Faisant face à un cumul hérité d’une situation qui n’a pas été assainie à temps, elle affiche toute sa volonté de mettre en application les orientations du ministre. Remettre de l’ordre dans ces terres et relancer l’activité agricole telle que prévue dans le plan ministériel, son objectif. Elle le clame et le réaffirme en prenant exemple de ses multiples commissions mises sur pied en collaboration avec différents organismes pour reprendre les terres non exploitées. Sauf qu’il faut encore de la détermination pour en finir avec ces terres sous-louées, délaissées ou faisant l’objet d’une spéculation qui ne dit pas son nom.

Loin de cet ex-village socialiste, c’est le même constat qui renseigne sur une situation qui reste à assainir. Ahmed, appelons-le ainsi pour le besoin de l’anonymat qu’il désire garder, est un agriculteur qui réussit son travail dans une exploitation agricole collective (EAC) relevant d’un ex-domaine agricole socialiste (DAS) à El-Milia. “Si seulement on me donnait encore ces terres délaissées, je les exploiterais et sans la moindre hésitation”, lance-t-il. Dans son activité, il diversifie sa production, concentrée actuellement sur la pomme. “J’ai vendu toute ma récolte à mon fils à raison de 120 DA/kg”, se réjouit-il. Les quelques hectares qu’il exploite sont acquis par concession avec des collègues qui ont abandonné leur activité. 

Tout comme lui, ces derniers ont pris possession de ces terres dans le cadre des EAC et EAI (exploitation agricole individuelle), qui avaient remplacé au pied levé les défunts DAS à la fin des années 1980. De ce domaine, qui était le vivier d’une production agricole à profusion et de qualité, il ne reste que des terres abandonnées, sinon agressées. Témoins de cette époque, des étables ayant abrité les vaches laitières de la race bovine Holstein sont toujours là et résistent encore au temps. Elles vacillent et ne servent plus à rien.

Tout comme, d’ailleurs, ces hangars ayant servi au stockage des aliments du bétail et la préservation du matériel agricole. De tout cela, il ne reste absolument rien. L’activité dans les exploitations de cet ex-domaine est réduite à néant. Sa production laitière, maraîchère et fruitière qui faisait sa réputation relève d’un passé révolu. La suite a été un abandon pur et simple de toute activité agricole, avec, en sus, l’avancée, et avec arrogance, du béton venant à bout de surfaces entières.

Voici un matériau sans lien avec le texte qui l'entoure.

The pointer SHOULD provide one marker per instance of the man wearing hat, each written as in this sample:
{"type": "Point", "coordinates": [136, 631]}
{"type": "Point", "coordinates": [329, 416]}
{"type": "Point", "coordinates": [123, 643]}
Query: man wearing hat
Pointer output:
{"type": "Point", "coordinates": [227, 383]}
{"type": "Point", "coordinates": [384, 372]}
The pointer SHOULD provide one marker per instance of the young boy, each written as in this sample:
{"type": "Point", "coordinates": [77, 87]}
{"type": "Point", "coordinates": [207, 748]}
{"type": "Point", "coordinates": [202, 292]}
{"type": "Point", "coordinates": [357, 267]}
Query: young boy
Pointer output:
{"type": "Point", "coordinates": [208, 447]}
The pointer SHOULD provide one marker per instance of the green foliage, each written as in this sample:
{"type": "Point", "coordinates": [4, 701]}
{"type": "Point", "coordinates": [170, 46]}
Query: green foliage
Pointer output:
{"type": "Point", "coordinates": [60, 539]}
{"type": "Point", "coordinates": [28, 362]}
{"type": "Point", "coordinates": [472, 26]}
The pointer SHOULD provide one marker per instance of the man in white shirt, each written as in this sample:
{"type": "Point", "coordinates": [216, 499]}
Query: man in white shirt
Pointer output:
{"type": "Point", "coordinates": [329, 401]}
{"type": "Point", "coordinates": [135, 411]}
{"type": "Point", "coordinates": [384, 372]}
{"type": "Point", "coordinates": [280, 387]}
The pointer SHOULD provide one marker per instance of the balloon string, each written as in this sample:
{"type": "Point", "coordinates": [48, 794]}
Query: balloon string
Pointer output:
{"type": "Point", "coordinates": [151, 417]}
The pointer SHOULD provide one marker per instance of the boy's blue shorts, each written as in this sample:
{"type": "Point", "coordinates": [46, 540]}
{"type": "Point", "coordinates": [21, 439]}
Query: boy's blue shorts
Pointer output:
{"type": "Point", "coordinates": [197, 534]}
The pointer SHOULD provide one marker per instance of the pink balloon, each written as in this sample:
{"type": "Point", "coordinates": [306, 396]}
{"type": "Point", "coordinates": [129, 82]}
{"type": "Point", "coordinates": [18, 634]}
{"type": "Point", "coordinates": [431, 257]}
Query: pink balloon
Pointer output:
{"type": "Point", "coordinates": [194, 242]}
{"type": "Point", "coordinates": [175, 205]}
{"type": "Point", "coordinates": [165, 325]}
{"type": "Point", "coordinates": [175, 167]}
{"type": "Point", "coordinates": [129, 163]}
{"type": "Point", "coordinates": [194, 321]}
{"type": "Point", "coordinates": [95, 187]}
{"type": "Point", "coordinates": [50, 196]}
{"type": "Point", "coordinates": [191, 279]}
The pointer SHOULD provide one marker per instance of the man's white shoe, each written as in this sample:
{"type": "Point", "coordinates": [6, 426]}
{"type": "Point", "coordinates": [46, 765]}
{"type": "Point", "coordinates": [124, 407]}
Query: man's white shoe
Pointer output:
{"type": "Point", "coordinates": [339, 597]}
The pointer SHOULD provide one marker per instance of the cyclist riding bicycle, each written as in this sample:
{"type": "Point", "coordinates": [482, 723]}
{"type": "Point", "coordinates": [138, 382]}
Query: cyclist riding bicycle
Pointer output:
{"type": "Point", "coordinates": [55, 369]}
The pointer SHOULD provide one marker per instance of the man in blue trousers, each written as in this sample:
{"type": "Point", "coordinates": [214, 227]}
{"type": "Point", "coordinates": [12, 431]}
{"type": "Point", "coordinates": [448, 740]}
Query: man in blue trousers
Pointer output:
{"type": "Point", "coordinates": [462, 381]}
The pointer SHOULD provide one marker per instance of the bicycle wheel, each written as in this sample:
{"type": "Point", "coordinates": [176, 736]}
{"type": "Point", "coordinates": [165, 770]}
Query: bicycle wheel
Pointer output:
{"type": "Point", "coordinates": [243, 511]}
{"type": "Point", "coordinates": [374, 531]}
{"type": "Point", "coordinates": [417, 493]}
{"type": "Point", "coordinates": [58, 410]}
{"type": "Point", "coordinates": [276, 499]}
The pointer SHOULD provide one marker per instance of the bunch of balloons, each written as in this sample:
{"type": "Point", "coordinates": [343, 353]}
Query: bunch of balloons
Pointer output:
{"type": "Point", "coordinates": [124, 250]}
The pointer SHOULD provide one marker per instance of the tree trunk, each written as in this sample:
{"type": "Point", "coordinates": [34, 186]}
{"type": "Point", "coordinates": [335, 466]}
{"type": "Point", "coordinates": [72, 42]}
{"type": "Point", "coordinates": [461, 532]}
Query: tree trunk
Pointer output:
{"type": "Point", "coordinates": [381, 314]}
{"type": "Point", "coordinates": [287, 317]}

Dans les EAC, les conflits minent les rapports entre les exploitants qui avaient déjà tout bradé des bovins et du matériel agricole qu’ils avaient acquis. Et, cerise sur le gâteau, les crédits bancaires qu’ils avaient contractés leur ont été effacés. C’est à partir de là que la déchéance agricole dans ces exploitations a été entamée, conduisant à l’abandon de toute activité du labour de la terre. “La terre à celui qui la travaille”, un slogan lancé à une certaine époque n’a plus aucun sens dans ce domaine quand des exploitants ont tout abandonné pour s’orienter vers d’autres activités, souvent misérables.

L’exploitation des terres acquises dans le cadre des concessions dont ils ont bénéficié est loin d’être leur souci. Sauf qu’un autre agriculteur rencontré sur les lieux regrette que ces terres soient livrées à cet abandon. “J’exploite juste une petite parcelle de notre exploitation. J’ai peur qu’on vienne me bousculer et me demander leur part si la récolte est bonne”, se désole-t-il. Il a toutefois pris le risque de planter des pommiers qu’il entretient avec l’aide de sa femme dans cette exploitation.

Dans ces contrées isolées, une vingtaine d’hectares de terres fertiles est délaissée sur les rives de l’oued Boussiaba. Toute l’étendue de ces terres était jadis couverte de vergers d’arbres fruitiers, principalement de pommiers. La production était de qualité et le produit était écoulé à l’ex-Office algérien des fruits et légumes (Ofla). C’est avec une profonde amertume que cet agriculteur évoque cette période dont il ne reste que ces champs sans vocation.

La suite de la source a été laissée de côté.